The first test for the Auckland Plan's push for high-density living has started, and 3800 submissions are offering views on how the North Shore suburb of Milford should grow.
Milford is one of only four town centres marked in the Auckland Plan as "most market attractive" for intensification because of its existing amenities and bus service.
Yesterday, a developer began putting a case for changing the district plan provisions to enable high-rise apartments at the Milford Shopping Centre.
Planner Peter Reaburn, for Milford Centre Ltd, told a council hearings panel that many Milford resident were "happy with the area the way it is and do not want significant change".
But, he said, the "village character" would change, because it was marked on statutory planning documents for a high-density centre.
The Auckland Plan's directions meant the character of 200ha around the Milford shops would change over the next 30 years from its low-density residential nature.
Three- to four-storey homes would be built to give a further 3500 units sought by planning documents in the town centre.
Current zoning in the area did not allow for a doubling of dwelling densities.
Mr Reaburn said the developer's proposed plan change would allow intensive residential development within the 2.9ha shopping centre site through a substantial increase in possible building heights.
Residential development would occur at specific points in an "overlay" area above the business 2 zone of the shops.
He disagreed with Auckland Council planning officials about the need for changing the sizes of the building envelopes, saying it would drastically change the amount and cost of development.
Height reductions for two of the tallest buildings were proposed by council landscape architect Leo Jew. This would mean the loss of 48 units which could come out of the plan change.

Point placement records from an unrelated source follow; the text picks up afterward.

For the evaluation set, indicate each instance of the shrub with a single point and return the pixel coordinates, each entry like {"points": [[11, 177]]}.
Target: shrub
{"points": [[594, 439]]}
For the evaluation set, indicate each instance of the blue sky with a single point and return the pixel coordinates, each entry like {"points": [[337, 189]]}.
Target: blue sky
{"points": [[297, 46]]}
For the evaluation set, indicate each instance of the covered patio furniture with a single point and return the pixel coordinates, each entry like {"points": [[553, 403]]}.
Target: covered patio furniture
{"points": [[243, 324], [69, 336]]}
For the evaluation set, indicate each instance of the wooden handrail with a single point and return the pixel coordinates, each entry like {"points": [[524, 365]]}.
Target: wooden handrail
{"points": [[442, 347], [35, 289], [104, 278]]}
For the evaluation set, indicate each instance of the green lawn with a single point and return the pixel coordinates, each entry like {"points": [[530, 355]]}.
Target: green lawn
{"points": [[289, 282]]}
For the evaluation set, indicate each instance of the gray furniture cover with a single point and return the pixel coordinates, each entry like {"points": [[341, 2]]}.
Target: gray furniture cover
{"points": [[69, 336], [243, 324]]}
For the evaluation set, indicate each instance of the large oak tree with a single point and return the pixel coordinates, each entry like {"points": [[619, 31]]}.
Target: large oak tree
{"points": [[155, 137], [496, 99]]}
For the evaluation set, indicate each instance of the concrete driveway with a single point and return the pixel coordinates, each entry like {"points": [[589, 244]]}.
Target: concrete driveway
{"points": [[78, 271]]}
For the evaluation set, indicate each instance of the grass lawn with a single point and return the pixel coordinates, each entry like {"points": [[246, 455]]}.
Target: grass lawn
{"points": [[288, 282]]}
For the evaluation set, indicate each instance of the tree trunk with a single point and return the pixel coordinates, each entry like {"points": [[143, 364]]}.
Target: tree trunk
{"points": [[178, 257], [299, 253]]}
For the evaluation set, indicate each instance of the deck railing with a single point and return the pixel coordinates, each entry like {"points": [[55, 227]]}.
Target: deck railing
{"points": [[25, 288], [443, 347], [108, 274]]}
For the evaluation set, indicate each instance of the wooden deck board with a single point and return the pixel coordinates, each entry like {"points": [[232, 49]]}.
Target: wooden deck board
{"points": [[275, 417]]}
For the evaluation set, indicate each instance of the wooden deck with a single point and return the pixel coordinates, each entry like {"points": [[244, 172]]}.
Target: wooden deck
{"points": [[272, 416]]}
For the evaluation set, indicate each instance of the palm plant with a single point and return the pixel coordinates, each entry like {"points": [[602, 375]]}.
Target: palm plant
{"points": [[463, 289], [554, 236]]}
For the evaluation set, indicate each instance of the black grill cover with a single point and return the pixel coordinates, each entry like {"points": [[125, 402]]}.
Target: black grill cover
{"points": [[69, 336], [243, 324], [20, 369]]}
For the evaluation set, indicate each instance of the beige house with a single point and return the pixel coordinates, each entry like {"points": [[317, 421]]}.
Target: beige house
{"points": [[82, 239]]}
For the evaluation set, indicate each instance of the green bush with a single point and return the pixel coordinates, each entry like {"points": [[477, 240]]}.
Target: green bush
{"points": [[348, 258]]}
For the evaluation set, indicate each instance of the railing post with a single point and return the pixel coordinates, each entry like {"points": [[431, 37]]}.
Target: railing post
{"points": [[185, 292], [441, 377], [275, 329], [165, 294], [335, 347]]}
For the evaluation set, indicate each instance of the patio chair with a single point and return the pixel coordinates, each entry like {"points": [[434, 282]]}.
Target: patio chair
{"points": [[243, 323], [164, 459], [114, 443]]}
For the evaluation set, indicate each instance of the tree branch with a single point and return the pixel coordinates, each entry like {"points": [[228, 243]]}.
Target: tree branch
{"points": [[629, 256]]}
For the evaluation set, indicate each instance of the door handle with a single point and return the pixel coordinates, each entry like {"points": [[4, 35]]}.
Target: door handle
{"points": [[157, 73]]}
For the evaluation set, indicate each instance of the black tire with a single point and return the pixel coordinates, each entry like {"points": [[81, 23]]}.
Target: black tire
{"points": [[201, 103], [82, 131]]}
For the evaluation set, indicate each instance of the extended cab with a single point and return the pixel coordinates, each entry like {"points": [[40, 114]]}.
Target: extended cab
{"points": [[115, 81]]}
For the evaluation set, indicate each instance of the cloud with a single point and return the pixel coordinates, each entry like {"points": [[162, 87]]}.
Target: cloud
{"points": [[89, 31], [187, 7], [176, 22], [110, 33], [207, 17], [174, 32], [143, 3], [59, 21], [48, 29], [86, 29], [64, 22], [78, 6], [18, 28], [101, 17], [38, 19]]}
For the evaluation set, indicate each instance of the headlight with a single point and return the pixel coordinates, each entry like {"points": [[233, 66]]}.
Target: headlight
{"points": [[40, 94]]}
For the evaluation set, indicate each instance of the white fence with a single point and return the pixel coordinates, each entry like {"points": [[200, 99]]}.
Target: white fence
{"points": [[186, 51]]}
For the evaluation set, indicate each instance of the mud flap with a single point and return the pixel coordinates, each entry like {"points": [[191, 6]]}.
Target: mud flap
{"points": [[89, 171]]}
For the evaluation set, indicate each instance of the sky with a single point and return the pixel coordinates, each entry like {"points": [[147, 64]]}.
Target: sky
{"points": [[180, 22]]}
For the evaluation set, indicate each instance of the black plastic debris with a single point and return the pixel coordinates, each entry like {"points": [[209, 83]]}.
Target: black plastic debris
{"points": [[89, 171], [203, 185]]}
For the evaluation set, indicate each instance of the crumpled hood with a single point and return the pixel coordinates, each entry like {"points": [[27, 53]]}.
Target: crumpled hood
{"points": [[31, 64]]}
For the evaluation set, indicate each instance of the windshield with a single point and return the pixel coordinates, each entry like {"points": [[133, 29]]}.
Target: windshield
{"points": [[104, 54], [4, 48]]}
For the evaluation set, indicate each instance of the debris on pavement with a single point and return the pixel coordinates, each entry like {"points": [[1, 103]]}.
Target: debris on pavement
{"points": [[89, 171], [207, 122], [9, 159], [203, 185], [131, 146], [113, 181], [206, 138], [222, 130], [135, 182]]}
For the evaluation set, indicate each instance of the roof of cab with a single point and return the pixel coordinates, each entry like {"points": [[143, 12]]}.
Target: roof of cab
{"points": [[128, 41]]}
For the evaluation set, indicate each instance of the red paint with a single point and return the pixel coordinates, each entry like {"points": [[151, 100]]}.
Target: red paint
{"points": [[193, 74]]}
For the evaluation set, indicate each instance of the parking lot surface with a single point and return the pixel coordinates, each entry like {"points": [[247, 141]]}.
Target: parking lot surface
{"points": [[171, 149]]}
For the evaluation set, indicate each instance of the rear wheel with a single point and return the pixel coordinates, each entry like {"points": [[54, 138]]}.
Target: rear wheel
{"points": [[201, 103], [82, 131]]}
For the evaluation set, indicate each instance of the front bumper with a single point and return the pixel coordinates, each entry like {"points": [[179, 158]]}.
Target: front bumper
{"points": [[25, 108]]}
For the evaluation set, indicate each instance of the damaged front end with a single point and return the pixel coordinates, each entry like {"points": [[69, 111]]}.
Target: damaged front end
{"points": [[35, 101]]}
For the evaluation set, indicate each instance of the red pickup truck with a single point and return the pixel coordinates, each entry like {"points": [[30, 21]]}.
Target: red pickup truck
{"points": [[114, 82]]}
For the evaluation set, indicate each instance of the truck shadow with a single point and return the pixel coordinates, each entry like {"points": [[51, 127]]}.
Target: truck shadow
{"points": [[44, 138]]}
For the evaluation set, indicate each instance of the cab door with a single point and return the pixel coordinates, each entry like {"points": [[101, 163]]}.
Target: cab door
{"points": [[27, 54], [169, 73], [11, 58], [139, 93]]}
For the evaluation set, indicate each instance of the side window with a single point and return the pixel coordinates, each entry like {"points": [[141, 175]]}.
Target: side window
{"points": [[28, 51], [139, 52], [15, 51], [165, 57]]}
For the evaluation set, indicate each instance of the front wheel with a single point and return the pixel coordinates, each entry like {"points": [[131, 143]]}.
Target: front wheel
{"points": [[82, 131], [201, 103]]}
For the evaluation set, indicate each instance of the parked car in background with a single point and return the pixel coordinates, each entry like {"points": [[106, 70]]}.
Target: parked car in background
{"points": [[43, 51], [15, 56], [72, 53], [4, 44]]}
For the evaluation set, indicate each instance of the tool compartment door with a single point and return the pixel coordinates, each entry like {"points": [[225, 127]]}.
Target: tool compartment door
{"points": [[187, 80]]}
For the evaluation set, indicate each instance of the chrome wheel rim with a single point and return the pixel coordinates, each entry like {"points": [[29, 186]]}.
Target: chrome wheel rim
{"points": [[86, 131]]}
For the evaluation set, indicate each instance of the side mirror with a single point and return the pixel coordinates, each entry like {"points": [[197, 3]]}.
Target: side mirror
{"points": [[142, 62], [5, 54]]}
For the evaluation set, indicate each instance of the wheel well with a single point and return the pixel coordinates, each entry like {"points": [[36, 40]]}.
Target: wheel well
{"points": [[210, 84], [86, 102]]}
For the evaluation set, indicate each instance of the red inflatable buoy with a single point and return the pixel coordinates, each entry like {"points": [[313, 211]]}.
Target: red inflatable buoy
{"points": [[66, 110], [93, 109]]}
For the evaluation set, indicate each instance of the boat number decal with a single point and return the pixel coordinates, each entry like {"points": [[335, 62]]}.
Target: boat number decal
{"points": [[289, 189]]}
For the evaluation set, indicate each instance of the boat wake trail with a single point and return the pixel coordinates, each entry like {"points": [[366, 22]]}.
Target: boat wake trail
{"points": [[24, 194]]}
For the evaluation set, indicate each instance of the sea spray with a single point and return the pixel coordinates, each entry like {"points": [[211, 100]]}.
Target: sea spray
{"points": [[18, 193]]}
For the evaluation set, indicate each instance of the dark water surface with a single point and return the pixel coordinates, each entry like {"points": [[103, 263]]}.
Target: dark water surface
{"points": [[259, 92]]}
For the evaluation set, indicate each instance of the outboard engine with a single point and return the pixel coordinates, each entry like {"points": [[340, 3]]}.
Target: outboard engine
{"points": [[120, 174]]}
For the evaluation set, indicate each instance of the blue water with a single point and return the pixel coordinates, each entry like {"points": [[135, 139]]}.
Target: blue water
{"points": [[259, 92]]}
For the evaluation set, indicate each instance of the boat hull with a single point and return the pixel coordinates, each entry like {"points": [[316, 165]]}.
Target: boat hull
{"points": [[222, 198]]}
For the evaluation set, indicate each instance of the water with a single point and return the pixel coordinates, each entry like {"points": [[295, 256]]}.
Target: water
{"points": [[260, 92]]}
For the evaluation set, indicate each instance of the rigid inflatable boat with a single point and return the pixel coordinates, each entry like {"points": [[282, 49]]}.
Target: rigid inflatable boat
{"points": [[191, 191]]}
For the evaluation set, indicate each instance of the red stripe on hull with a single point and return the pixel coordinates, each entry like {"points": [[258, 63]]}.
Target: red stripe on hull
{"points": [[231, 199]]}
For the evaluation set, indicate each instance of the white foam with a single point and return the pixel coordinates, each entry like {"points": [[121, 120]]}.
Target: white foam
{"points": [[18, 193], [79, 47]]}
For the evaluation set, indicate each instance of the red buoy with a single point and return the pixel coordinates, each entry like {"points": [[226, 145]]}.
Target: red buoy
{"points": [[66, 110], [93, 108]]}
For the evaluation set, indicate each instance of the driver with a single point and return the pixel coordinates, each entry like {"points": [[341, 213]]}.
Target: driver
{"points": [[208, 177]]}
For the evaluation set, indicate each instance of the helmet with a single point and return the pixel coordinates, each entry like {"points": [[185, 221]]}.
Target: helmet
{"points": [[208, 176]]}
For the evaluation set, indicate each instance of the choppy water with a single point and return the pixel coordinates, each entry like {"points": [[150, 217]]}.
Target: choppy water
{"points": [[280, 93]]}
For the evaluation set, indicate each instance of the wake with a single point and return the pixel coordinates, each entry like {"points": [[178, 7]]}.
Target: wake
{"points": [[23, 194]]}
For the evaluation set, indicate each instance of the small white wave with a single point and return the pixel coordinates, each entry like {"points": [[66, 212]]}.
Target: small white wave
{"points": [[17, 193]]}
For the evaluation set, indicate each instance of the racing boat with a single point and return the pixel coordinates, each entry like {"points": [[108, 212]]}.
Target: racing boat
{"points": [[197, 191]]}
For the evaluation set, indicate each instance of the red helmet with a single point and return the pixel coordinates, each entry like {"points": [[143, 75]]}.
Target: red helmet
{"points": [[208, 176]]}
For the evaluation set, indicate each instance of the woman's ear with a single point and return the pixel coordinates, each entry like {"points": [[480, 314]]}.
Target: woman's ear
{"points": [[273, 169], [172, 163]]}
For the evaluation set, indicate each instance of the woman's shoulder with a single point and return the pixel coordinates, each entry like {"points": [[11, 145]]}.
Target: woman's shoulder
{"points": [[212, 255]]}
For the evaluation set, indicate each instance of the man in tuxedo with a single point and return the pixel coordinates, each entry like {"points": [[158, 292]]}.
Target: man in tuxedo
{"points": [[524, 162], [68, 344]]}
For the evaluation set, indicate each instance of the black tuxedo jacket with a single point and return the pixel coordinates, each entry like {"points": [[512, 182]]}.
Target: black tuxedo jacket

Mr Jew told the panel that he was concerned that design controls did not go far enough to balance the dominance and shadow of buildings.
He wanted the proposed 63m and 59m buildings reduced to 40m maximum height.
Mr Reaburn said the developer followed new design standards in proposing minimum sizes of 40sq m for studio or one-bedroom units, 55sq m for two-bedroom units and 70sq m for units with three or more bedrooms.
* 250 apartments on 2.9ha shopping centre site.
* 9 buildings proposed - from 21m (4 storey) to 63m high (16-17 storey).
* Issues include: Height, form and quality of buildings; effects on the amenity; traffic and parking.